Extended Data Fig. 5 Intrinsic cyclizability and nucleosome occupancy vs position from the dyads of the +1 nucleosomes of various individual genes in S. cerevisiae.
Plots are as shown for the two individual genes in Fig. 2c. The dashed line marks the ordinate value where intrinsic cyclizability is lowest.
a, Intrinsic cyclizability as a function of position from the +1 nucleosomal dyad, along the 334th, 75th and 301st genes in the list of 576 genes along which intrinsic cyclizability was measured (Supplementary Note 9). The 80-bp linker regions of both constructs (with rigid and flexible linkers extending from the 601 sequence) in pairs 1, 2 and 3 along which INO80 sliding extent was measured, were selected from the 334th, 75th, and 301st genes respectively. Genes are oriented in the upstream to downstream direction. Red and green denote the selected 80-bp less rigid and more rigid linker regions, respectively. See Supplementary Note 11. b, c, The remodelling reactions shown in Fig. 2f were all performed for 1 min of remodelling, under various enzyme concentrations.
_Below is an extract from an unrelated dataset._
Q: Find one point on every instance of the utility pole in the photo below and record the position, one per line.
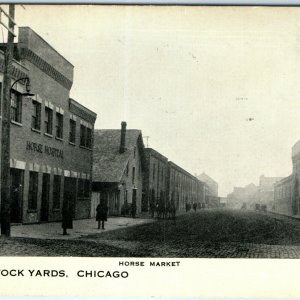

Here we show, instead, remodelling reaction time courses at saturating concentrations of INO80 for all three pairs. Conditions are identical to Fig. 2f, except that saturating (30 nM) INO80 is used and remodelling is permitted to progress for various amounts of time after addition of ATP (Methods). In all cases, the two constructs in a pair are present simultaneously, and distinguished by imaging the gel once for Cy3 and once for Cy5 fluorescence. Thus, although the sliding extent can be very sensitive to sliding time (especially for short sliding times), robust comparisons of sliding extents can be made between the two constructs in a pair. Quantification is as described in Supplementary Note 11. Sliding on the constructs in pair 1 was repeated in a separate experiment in presence of 30 nM enzyme, and also side by side in presence of 60 nM enzyme. Near identical extents of sliding indicate saturation has been reached at 30 nM INO80. d, Ratio of the fractional sliding extent in the construct formed on the more flexible linker to that formed on the more rigid linker, at various time points since addition of ATP, and in presence of 30 nM INO80. The dashed line indicates a ratio of 1. The ratio is computed from the data in b. The extent of sliding under saturating enzyme conditions is consistently higher for the construct involving more flexible linker (except, as expected, when the sliding extent approaches 100%). Solid lines connect observations that were made from the same initial reaction volume by sampling its fractions at various time points.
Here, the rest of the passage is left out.